The road novel, which has a history going back to Renaissance Spain, is a literary voyage of adventure and discovery featuring — more often than not — a young male protagonist. But Jim Harrison's new novel, The English Major, sets out to change that.

Harrison's main character is Cliff, a 60-something former English teacher-turned-farmer who, after being dumped by his rowdy wife Vivian, revs up his old brown Taurus and hits the road. Told in an utterly believable — if somewhat flat-footed — first-person voice, the story follows Cliff's attempt to shed his former life by crossing the borders of as many states as he can reach in a year.

This is a Jim Harrison novel, so it doesn't take long for this quixotic Michigander to hook up with his very own Sancho Panza.

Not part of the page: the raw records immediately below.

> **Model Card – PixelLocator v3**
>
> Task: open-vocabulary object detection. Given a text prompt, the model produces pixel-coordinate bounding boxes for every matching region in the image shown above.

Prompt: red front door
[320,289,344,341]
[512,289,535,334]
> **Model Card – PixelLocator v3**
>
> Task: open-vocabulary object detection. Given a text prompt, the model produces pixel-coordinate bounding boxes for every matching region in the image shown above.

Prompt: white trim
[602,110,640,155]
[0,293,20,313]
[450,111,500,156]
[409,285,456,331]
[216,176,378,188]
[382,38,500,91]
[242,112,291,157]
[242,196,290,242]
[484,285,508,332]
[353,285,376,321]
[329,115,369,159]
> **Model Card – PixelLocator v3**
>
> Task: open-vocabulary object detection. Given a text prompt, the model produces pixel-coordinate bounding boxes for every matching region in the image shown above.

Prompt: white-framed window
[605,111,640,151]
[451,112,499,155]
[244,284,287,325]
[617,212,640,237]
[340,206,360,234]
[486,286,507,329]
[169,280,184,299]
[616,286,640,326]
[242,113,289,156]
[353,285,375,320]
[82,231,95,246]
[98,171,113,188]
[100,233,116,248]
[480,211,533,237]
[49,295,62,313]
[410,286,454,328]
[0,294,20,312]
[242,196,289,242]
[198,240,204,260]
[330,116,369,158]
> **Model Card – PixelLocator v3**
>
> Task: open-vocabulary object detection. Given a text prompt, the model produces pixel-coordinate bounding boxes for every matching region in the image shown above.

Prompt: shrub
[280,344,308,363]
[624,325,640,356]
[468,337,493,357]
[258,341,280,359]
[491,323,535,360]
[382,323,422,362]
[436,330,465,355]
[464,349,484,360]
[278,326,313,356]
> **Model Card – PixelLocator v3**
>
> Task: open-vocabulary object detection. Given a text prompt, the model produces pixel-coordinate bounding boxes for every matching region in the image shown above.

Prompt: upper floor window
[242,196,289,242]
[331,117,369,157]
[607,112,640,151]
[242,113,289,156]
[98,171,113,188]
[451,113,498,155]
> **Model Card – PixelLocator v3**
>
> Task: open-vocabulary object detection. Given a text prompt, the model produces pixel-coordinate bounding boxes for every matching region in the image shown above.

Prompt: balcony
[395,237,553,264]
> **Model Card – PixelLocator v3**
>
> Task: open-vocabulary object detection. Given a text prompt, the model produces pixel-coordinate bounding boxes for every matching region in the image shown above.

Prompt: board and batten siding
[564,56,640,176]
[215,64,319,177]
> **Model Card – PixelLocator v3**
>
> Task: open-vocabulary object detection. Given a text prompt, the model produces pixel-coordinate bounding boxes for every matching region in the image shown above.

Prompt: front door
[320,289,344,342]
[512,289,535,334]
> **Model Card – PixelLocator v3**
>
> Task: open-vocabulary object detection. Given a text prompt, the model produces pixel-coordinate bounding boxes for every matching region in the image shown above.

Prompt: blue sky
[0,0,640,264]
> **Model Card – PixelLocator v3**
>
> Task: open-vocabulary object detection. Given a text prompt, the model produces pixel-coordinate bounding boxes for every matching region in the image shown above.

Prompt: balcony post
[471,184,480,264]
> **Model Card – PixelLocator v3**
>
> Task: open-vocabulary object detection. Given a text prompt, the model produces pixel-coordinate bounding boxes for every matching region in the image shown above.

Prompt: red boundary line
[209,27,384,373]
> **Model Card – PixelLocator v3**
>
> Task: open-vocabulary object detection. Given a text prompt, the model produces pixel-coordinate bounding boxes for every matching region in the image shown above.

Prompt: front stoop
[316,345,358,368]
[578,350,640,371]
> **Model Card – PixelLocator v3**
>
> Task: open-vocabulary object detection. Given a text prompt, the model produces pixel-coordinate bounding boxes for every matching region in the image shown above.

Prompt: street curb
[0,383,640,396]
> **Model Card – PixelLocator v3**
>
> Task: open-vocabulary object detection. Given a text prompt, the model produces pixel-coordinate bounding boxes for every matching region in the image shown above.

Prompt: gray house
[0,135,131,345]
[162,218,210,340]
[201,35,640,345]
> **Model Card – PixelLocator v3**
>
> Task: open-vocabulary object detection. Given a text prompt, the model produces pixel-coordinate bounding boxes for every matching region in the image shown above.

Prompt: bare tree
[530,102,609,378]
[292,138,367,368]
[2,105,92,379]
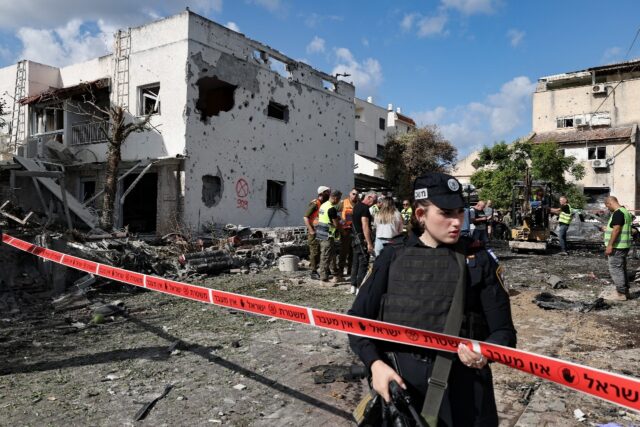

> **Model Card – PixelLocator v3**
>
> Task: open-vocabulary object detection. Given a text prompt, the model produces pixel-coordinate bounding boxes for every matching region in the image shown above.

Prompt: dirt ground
[0,239,640,426]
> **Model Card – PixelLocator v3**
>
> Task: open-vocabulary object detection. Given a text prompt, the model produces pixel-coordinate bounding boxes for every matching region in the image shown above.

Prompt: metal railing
[71,121,109,145]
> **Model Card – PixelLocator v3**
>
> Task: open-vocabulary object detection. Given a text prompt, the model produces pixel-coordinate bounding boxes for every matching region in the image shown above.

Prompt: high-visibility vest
[340,197,353,228]
[558,204,573,225]
[316,200,340,240]
[309,199,322,227]
[604,206,633,249]
[400,207,413,225]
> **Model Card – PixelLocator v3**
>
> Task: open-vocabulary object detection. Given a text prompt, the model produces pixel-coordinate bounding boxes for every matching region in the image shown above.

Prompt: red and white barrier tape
[2,234,640,411]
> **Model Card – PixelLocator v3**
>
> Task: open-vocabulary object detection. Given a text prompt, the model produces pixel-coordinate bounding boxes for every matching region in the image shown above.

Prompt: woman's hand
[458,343,489,369]
[371,360,407,402]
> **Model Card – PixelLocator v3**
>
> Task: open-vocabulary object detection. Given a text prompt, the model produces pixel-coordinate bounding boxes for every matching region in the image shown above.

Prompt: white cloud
[304,13,344,28]
[507,28,526,47]
[307,36,325,54]
[400,13,420,31]
[400,10,449,38]
[0,0,223,29]
[225,21,240,33]
[16,19,113,66]
[249,0,282,12]
[331,47,382,96]
[410,76,536,155]
[441,0,500,15]
[600,46,624,64]
[417,13,449,37]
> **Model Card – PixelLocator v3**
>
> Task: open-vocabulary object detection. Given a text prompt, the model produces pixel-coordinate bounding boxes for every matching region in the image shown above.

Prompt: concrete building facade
[354,97,416,191]
[0,11,355,233]
[531,60,640,209]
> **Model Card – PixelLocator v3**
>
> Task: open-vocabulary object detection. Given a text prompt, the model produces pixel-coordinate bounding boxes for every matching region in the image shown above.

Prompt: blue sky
[0,0,640,157]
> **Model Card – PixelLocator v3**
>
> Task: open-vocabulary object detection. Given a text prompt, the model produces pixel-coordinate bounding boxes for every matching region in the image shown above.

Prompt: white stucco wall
[532,79,640,133]
[185,15,354,227]
[355,98,393,157]
[532,73,640,209]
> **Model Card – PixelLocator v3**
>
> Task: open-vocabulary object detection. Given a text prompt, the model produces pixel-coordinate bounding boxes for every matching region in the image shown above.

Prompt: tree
[383,125,458,198]
[65,83,153,231]
[471,141,585,208]
[100,105,151,231]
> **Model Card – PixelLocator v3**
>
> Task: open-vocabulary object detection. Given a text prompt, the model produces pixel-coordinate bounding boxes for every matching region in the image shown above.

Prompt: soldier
[316,190,342,282]
[303,185,331,279]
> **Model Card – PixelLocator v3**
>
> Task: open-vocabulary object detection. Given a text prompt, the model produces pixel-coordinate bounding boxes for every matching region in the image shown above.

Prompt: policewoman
[349,173,516,426]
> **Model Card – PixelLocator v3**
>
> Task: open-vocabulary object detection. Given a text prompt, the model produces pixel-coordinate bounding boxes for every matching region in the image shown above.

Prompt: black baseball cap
[413,172,464,209]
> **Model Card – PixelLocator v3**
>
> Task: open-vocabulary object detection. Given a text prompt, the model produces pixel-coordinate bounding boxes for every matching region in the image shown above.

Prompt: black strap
[421,246,467,427]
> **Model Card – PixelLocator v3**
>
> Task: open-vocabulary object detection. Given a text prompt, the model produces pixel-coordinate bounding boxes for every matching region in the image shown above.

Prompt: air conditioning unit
[591,159,609,169]
[591,83,607,93]
[573,114,589,127]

In this modern version of Cervantes' reliable dynamic duo, the sidekick is a horny, middle-aged former student of Cliff's named Marybelle. She gets out of her homemaker's rut by rutting with Cliff in a number of far Midwestern states.

From Michigan to California, Cliff enjoys the landscape, fishes in good rivers, wrestles with his own libido (and Marybelle's) and makes it his project to toss away pieces of a geographical U.S. puzzle as he crosses the border into each new state. Maybe he can change his life; maybe he'll rewrite the U.S. map and give proper Indian names to all the states.

When he arrives in California, Cliff reaches out to his only child, a gay movie producer living in San Francisco, and puts together the puzzle of his evolving personality. And — in a move very important to old guys — he gets a new car.

It's never too early to put aside a great Father's Day gift. Wives and daughters of America: For your reading Papa, this ribald, questing, utterly charming and Zen-serious novel about being male, 60 and (well, almost) alone, is the book of the year. Guys, if you can't wait to get going, you ought to just plunk down your $24 right away and follow Cliff's trail.

Copyright 2023 NPR. To see more, visit https://www.npr.org.

Alan Cheuse died on July 31, 2015. He had been in a car accident in California earlier in the month. He was 75. Listen to NPR Special Correspondent Susan Stamburg's retrospective on his life and career.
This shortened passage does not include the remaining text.